Action of $ax+b$ with compact support I wonder whether it is possible to have a smooth action of the $ax+b$ Lie group with compactly supported fundamental vector fields on $\mathbb{R}^2$ in such a way that it is non-trivial at least at one point, i.e.linearily independent fundamtental vector fields or so.
The abelian case is possible (also in higher dimensions): there are $n$ commuting vector fields with compact support on $\mathbb{R}^n$ being linearily independent inside an open ball.
So §ax+b$ would be the first step into non-commutative examples. IN higher dimensions I have examples for say the Heisenberg group.
 A: No, it's not possible, because of the generalized Reeb Stability Theorem,
A generalization of the Reeb Stability Theorem, William P. Thurston, Topology, V13,
pp 347--352, 1974.   The theorem basically says that for any group of $C^1$-smooth diffeomorphisms
of a manifold that has a fixed point where every element has first derivative trivial,
the group action near that point has a generalized nilpotent structure --- the
intersection of the lower central series is trivial, for some ordinal $\alpha$.
(My original interest was for understanding holonomy around leaves of foliations.)
This generalized nilpotence phenomenon is fairly obvious for anything detected by the
Taylor expansion at a point:  if you look at the Taylor series for a vector field,
commutators of vector fields with trivial $0$th and first term vanish to an even higher
order.  The main point is to  understanding diffeomorphisms (or vector fields) that
either have
$C^\infity$ contact to the identity, or are not smooth enough to analyze with a Taylor
series.  This phenomenon is also related to the phenomenon analyzed by Margulis and others,
that discrete groups of Lie groups generated by "small" elements are nilpotent.

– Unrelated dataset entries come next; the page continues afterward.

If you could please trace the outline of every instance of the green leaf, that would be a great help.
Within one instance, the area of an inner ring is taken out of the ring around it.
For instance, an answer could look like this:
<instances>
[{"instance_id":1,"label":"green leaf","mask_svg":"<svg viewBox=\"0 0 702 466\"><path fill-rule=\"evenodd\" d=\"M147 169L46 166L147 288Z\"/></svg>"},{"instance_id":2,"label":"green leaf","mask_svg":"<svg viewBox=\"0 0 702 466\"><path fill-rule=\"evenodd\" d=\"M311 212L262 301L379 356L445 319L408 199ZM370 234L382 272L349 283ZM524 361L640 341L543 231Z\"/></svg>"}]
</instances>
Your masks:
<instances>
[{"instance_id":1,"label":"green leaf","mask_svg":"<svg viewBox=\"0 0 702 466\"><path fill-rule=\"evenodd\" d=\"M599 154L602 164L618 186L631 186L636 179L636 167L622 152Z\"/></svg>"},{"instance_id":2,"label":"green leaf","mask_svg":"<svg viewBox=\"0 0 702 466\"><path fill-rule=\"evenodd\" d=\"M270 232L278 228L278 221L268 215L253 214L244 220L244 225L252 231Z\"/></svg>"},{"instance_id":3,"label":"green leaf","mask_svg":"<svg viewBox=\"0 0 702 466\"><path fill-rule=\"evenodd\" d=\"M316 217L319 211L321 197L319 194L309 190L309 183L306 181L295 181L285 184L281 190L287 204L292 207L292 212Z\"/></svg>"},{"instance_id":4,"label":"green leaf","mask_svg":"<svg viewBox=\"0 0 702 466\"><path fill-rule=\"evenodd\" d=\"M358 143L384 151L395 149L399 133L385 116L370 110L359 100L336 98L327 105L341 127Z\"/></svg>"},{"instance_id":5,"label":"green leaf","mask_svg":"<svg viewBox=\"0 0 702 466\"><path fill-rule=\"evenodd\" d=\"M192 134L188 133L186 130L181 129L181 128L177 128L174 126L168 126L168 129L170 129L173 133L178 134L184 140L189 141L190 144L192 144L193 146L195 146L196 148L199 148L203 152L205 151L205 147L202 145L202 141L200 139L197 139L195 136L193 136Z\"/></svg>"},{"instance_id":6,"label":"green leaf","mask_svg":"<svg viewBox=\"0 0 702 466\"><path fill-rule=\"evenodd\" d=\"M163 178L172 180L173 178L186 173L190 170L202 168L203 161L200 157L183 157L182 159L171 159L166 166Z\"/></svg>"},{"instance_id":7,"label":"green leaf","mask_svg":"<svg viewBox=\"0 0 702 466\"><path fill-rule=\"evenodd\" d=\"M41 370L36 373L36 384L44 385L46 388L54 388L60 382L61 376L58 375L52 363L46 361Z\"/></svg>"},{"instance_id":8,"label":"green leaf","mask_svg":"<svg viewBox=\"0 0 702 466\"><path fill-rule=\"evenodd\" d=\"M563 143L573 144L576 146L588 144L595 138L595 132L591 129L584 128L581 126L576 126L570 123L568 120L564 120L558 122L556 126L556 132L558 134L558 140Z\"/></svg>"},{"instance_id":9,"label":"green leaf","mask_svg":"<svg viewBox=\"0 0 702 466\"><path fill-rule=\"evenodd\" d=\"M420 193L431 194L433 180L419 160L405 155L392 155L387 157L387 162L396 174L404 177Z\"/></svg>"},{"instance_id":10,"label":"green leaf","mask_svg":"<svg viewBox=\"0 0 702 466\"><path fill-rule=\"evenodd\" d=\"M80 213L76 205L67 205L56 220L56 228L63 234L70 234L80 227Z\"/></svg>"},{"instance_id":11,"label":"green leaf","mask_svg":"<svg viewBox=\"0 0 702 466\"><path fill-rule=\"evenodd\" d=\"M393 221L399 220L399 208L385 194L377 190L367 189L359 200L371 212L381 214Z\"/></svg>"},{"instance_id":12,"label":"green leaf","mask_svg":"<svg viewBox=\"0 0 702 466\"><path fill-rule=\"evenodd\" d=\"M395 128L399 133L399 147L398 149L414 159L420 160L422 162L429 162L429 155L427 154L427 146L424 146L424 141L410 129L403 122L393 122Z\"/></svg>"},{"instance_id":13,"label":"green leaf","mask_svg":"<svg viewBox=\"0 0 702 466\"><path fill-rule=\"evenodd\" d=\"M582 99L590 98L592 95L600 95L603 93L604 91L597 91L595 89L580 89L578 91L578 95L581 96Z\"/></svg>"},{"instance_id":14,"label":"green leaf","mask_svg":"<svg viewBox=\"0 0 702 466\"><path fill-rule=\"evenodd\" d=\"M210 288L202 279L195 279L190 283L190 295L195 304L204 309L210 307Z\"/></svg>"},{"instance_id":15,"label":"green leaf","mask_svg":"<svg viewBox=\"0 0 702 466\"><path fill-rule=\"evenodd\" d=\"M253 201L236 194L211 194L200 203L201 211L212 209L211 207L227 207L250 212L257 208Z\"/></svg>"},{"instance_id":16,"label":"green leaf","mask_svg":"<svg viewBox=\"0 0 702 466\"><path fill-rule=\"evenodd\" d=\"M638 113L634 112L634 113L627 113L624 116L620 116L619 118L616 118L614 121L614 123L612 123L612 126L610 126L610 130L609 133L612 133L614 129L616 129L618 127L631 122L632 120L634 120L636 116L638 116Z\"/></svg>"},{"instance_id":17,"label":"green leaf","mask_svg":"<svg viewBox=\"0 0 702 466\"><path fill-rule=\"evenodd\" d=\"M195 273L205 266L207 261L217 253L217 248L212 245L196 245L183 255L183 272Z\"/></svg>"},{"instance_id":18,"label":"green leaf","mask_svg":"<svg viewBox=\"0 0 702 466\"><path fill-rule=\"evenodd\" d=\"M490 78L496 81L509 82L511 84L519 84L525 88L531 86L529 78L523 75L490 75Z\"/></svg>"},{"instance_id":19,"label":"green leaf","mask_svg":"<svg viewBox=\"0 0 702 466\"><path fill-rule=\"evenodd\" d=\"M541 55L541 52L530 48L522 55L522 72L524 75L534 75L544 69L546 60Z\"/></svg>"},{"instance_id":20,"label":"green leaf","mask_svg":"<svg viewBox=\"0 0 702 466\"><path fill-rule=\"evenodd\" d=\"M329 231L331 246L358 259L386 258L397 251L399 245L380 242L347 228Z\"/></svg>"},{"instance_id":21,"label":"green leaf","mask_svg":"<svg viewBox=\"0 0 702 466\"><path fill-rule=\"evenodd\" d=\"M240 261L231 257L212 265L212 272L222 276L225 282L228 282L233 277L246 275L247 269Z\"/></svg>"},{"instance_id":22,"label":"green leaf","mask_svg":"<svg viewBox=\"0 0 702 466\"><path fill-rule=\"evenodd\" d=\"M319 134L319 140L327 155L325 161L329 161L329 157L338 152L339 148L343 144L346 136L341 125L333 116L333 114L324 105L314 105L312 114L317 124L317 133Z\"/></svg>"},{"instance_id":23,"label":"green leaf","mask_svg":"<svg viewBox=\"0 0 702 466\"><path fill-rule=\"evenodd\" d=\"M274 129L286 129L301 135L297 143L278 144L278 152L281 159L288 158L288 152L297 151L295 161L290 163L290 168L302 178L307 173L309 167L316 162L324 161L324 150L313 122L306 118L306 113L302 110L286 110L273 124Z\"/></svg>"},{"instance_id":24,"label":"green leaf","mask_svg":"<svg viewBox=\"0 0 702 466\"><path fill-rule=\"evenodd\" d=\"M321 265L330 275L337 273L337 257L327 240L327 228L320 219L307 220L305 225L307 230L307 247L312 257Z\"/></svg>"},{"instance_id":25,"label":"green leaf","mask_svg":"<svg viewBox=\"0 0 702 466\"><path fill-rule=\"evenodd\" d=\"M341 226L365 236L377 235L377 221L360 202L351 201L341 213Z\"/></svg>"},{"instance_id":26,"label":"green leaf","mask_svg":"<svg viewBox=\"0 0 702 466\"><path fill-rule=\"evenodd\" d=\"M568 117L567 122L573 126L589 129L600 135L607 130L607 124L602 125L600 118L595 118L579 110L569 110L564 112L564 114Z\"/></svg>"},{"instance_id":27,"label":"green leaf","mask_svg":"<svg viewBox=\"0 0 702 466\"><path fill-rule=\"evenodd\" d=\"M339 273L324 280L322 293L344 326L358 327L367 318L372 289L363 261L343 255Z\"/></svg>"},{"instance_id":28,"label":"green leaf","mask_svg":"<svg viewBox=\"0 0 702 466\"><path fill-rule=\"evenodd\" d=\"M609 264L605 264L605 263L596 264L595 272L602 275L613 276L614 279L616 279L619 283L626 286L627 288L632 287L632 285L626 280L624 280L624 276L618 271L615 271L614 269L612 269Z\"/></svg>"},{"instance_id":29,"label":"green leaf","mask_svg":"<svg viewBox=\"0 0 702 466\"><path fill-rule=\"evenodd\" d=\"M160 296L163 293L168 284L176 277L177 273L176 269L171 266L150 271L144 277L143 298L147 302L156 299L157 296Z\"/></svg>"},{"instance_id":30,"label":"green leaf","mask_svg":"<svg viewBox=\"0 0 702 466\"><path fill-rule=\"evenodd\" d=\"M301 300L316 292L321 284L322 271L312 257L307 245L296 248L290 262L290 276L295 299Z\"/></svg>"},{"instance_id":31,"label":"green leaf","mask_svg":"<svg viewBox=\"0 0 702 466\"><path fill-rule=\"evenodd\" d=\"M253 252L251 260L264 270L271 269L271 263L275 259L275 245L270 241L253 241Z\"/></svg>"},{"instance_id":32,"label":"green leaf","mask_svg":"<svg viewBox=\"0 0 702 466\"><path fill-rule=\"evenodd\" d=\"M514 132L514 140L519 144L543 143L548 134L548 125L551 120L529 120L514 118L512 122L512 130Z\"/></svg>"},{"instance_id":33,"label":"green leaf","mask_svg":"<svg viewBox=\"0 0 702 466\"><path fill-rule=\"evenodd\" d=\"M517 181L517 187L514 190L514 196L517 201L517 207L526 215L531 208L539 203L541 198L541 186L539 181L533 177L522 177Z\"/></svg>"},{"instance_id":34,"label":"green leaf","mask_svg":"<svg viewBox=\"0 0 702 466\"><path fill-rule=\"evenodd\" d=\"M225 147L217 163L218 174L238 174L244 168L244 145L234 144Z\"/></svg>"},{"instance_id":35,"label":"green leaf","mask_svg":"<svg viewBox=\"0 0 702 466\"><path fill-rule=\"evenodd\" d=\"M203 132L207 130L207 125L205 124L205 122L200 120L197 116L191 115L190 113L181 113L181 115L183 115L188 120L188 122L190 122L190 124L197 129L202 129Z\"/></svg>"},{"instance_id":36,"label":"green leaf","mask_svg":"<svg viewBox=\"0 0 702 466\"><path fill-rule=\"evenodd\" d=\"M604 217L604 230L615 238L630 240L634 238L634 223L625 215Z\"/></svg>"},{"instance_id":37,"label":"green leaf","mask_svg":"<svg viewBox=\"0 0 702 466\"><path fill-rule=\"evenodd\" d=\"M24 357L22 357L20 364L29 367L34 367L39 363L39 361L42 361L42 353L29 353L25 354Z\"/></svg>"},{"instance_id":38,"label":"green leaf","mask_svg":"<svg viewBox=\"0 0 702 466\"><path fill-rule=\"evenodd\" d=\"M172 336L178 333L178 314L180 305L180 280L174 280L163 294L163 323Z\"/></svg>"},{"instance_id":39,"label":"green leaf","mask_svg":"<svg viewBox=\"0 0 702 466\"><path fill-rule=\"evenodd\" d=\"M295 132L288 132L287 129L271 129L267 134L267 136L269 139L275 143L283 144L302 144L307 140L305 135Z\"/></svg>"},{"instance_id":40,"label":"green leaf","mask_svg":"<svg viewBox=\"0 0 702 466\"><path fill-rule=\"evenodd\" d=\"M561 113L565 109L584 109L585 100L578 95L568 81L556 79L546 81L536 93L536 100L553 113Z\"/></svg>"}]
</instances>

For a Lie group, this result implies that any action near a fixed point where it has
$C^1$ contact to the identity factors through a nilpotent Lie group.  For
a Lie group with a compactly supported action, apply this to a point on the frontier of any orbit,
to conclude that the orbit factors through the action of a nilpotent quotient (in particular
the group modulo the smallest term in its lower central series). For the affine group, this
quotient is $\mathbb R$.